Despite this, there’s a huge cult of people who should know better sharing Mensch’s increasingly wild theories. The New York Times published an op-ed by her on Trump and Russia in March. Online, everyone from Hollywood actor and director Rob Reiner to the editor in chief of the MIT Technology Review has been touting her theories of pervasive Russian influence.

Former National Security Council spokesman and longtime CIA analyst Ned Price earned quite a lot of media attention for resigning in protest over Trump’s policies in February. On April 19, Price tweeted out this blog headline: “Intel source: FBI discovers Kremlin is blackmailing [resigning congressman] Jason Chaffetz over Donald Trump and Russia.” Price’s comment on it was less concise than “Wow if true” but amounted to the same thing: “Interesting, if single-sourced, article from a few days ago. Just getting around to sharing it now cause, well .  .  .”

Speaking of single sources, the article Price linked was from something called the Palmer Report, one of the exhibits in a recent Atlantic article on “fake news aimed at liberals.” The Daily Caller observed that the Palmer Report‘s lone source was .  .  . Louise Mensch. Price defended his comment, saying, “every once in a blue moon, the tin hat can fit.”

The Trump administration may end up regretting its unorthodox media strategy. Trump’s friends in alternative media can be remarkably effective, but some of them are “alternative” not because they are brave dissenters but because they’re unhinged—and that makes them unreliable. When Trump bombed Syria in retaliation for Bashar al-Assad’s chemical weapons attack, two of the loudest critics were former allies: Alex Jones’s conspiracy theory network InfoWars and none other than Mike Cernovich.

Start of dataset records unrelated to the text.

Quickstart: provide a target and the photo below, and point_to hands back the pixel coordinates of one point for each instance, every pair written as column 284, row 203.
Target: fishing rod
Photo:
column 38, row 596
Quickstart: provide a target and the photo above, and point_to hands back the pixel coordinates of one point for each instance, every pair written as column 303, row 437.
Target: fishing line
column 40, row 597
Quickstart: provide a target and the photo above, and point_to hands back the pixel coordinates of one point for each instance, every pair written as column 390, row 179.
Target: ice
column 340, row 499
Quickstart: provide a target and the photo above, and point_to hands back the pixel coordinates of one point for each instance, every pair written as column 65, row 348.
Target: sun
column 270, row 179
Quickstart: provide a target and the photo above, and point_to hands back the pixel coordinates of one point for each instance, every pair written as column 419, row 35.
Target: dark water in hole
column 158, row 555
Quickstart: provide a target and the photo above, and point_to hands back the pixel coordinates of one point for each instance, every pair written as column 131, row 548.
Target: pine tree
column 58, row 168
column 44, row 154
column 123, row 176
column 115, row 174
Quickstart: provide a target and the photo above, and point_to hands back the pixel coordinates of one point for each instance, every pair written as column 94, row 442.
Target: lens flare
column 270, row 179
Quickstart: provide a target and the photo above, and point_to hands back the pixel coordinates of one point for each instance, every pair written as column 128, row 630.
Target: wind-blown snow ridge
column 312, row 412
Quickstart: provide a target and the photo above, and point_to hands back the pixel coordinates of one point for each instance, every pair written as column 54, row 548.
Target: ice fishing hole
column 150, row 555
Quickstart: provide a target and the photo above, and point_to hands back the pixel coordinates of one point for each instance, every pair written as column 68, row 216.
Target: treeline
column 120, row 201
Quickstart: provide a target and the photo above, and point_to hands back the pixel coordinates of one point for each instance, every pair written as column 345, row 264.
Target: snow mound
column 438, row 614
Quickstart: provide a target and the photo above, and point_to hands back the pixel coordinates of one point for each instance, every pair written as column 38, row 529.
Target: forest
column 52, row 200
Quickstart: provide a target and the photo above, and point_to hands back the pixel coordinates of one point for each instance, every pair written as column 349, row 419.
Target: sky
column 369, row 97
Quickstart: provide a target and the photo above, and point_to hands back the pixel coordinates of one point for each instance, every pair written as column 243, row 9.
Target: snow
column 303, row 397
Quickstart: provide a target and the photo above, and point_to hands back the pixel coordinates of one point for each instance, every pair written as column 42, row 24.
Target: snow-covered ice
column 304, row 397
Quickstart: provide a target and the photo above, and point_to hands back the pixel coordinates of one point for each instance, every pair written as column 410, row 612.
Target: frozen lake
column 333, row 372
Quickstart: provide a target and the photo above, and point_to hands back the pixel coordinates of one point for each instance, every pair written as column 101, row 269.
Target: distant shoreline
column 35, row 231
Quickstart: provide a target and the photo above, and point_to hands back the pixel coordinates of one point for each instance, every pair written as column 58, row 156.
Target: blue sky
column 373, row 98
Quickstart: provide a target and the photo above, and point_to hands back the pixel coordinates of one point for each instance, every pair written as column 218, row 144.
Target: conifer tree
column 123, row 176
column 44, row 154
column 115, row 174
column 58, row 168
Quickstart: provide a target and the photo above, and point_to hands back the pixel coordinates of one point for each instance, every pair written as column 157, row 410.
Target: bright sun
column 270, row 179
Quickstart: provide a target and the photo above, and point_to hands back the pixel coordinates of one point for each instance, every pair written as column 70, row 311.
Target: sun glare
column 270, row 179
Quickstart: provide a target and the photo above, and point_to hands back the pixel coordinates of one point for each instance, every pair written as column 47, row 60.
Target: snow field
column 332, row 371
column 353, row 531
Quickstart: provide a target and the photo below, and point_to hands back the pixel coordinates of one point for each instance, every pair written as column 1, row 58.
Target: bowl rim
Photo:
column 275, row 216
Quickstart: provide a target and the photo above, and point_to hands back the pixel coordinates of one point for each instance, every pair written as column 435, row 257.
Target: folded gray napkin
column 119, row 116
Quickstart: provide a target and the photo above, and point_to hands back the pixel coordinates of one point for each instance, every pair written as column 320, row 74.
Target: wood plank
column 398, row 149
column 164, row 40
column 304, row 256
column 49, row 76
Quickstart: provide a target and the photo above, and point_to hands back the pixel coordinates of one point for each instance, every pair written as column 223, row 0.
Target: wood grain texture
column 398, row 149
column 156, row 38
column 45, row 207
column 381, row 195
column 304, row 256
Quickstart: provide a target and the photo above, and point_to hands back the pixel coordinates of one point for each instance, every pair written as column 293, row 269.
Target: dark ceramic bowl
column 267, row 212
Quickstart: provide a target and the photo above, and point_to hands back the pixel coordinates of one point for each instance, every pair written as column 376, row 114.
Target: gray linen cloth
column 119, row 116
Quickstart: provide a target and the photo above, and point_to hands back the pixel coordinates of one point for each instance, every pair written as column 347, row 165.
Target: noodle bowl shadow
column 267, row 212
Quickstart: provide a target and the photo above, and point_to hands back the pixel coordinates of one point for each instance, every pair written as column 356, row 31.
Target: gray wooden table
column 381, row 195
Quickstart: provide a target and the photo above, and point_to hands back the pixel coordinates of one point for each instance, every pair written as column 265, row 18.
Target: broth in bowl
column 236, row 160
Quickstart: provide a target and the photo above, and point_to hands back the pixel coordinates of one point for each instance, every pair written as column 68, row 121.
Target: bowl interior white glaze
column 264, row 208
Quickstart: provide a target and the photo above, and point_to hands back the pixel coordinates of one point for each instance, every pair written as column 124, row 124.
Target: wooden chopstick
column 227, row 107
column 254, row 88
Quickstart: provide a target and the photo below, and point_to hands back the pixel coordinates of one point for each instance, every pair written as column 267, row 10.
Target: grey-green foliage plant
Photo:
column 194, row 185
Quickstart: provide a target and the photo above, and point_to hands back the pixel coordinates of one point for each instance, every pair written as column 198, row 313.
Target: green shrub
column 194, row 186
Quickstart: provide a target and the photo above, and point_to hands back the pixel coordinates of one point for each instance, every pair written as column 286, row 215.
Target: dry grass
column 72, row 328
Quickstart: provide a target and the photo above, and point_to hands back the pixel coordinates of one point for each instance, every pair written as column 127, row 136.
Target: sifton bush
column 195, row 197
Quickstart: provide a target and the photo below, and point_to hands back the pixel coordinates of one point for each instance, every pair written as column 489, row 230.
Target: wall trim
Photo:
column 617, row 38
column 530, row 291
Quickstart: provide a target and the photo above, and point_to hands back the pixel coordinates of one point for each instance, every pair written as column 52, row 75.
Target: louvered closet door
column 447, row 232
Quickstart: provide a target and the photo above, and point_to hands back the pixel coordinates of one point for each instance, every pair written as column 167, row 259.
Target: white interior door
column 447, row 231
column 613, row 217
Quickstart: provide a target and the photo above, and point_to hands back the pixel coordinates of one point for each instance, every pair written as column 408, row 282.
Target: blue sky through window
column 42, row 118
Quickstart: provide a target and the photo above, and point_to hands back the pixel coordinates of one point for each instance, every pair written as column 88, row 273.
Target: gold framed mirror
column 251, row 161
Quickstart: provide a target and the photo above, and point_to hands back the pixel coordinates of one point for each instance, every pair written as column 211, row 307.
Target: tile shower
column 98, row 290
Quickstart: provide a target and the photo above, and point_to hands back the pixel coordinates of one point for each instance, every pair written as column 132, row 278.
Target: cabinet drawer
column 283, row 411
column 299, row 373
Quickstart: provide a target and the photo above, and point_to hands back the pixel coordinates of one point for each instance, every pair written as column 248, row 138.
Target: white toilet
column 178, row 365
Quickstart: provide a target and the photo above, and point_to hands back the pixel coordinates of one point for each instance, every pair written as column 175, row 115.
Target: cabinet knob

In the course of ranting about how the “deep state” had tricked Trump into war, Cernovich speculated that Syria’s chemical weapons attack was faked. “Did McCain give ‘moderate rebels’ (ISIS) in Syria poison gas and Hollywood style film equipment?” he tweeted on April 6. The relationship between Cern­ovich and the White House was briefly strained but now appears to be on the mend. On April 25, Cernovich reported on Twitter that after a “misunderstanding” he had been granted a White House press pass.

The media, however contemptible they can be, remain a vital American institution. And the Trump presidency has Washington journalists in disarray in ways that are deeply worrisome for those who think news should be grounded in reality, and reporting skeptical and rigorous. On April 13, Charlie Spiering, the White House correspondent for Breitbart News—the wildly pro-Trump media outlet previously steered by Steve Bannon, now senior adviser to the president—reported that the president made a point of calling the reporters in the White House press pool “very honorable people.” It was probably sarcastic, but wow if true.

Mark Hemingway is a senior writer at The Weekly Standard.